Ce qu'il faut retenir
- Un café ne déshydrate pas davantage qu’un verre d’eau : son effet diurétique est souvent surévalué, d’après les experts.
- Le risque de déshydratation existe, mais il dépend davantage du volume de liquide consommé que de la boisson en elle-même.
- Les effets sur le cœur : une consommation modérée peut être bénéfique, mais un excès pourrait aggraver certains troubles cardiaques.
- Les recommandations officielles préconisent de compenser chaque tasse de café par un verre d’eau pour limiter les risques.
Un café, une déshydratation ? Le mythe à déconstruire
Contrairement à une croyance tenace, boire un café ne déshydrate pas plus que de l’eau plate. Selon une étude citée par Top Santé, l’effet diurétique de la caféine est généralement compensé par l’apport hydrique de la boisson. « Une tasse de café contient environ 95 mg de caféine, mais l’organisme s’adapte en augmentant légèrement la production d’urine sur une période de 24 heures », a précisé le Dr. Martin Laville, néphrologue à l’hôpital Lyon-Sud. Autant dire que, contrairement aux idées reçues, un espresso ne prive pas l’organisme d’eau comme on pourrait le craindre en période de forte chaleur.

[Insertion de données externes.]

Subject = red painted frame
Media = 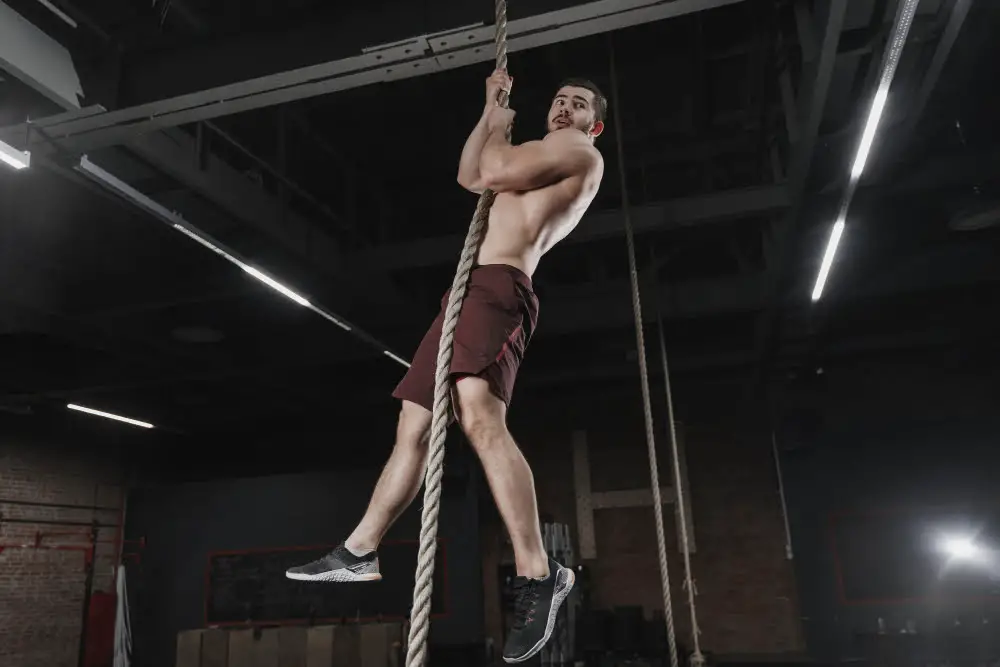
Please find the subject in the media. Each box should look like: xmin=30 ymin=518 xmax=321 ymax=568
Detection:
xmin=202 ymin=537 xmax=451 ymax=628
xmin=827 ymin=506 xmax=1000 ymax=607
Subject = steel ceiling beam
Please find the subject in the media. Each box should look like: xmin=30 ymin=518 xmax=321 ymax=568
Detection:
xmin=351 ymin=185 xmax=788 ymax=271
xmin=0 ymin=4 xmax=416 ymax=328
xmin=0 ymin=0 xmax=743 ymax=152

Cœur et caféine : un équilibre à trouver
Si le café n’est pas un ennemi de l’hydratation, ses effets sur le système cardiovasculaire restent à surveiller, surtout en cas de canicule. La caféine peut provoquer une augmentation temporaire de la pression artérielle et du rythme cardiaque. « Chez les personnes souffrant d’hypertension ou d’arythmie, une consommation excessive de café peut aggraver leur condition », a souligné le cardiologue Jean-Philippe Empana, directeur de recherche à l’Inserm. Une modération est donc recommandée, avec une limite de 3 à 4 tasses par jour pour les adultes en bonne santé.
En revanche, pour les individus habitués à une consommation régulière, l’arrêt brutal de caféine pourrait entraîner des maux de tête ou de la fatigue, deux effets indésirables en période de stress thermique. Bref, tout est une question d’équilibre et d’adaptation individuelle.
Les recommandations des autorités sanitaires
Pour éviter les désagréments liés à la chaleur, les autorités sanitaires insistent sur l’importance de maintenir un bon niveau d’hydratation, quelle que soit la boisson consommée. Selon Top Santé, il est conseillé de boire au moins 1,5 litre d’eau par jour en période de canicule, en complément des autres liquides. « Le café peut faire partie de cet apport hydrique, à condition de ne pas en abuser et de compenser avec de l’eau », a rappelé un porte-parole de Santé publique France. Les personnes âgées, les sportifs et les travailleurs en extérieur doivent redoubler de vigilance, leur sensibilité à la déshydratation étant plus élevée.
Alternatives et astuces pour limiter les risques
Pour ceux qui souhaitent réduire leur consommation de café sans sacrifier leur plaisir, plusieurs alternatives existent. Les infusions froides à base de fruits ou de plantes (hibiscus, menthe, fruits rouges) offrent une hydratation rafraîchissante sans caféine. « Ces boissons sont idéales pour varier les plaisirs tout en restant hydraté », a indiqué une diététicienne interrogée par Top Santé. Côté café, opter pour un décaféiné ou un café froid préparé la veille peut aussi limiter les effets indésirables.
Autre conseil pratique : éviter de consommer du café après 16 heures pour ne pas perturber le sommeil, déjà fragilisé par les nuits chaudes. Et surtout, écouter son corps : soif, fatigue ou étourdissements sont des signaux à ne pas ignorer.
En attendant, la clé reste la modération et l’adaptation des habitudes. Entre plaisir et santé, le compromis est possible – à condition de bien s’informer.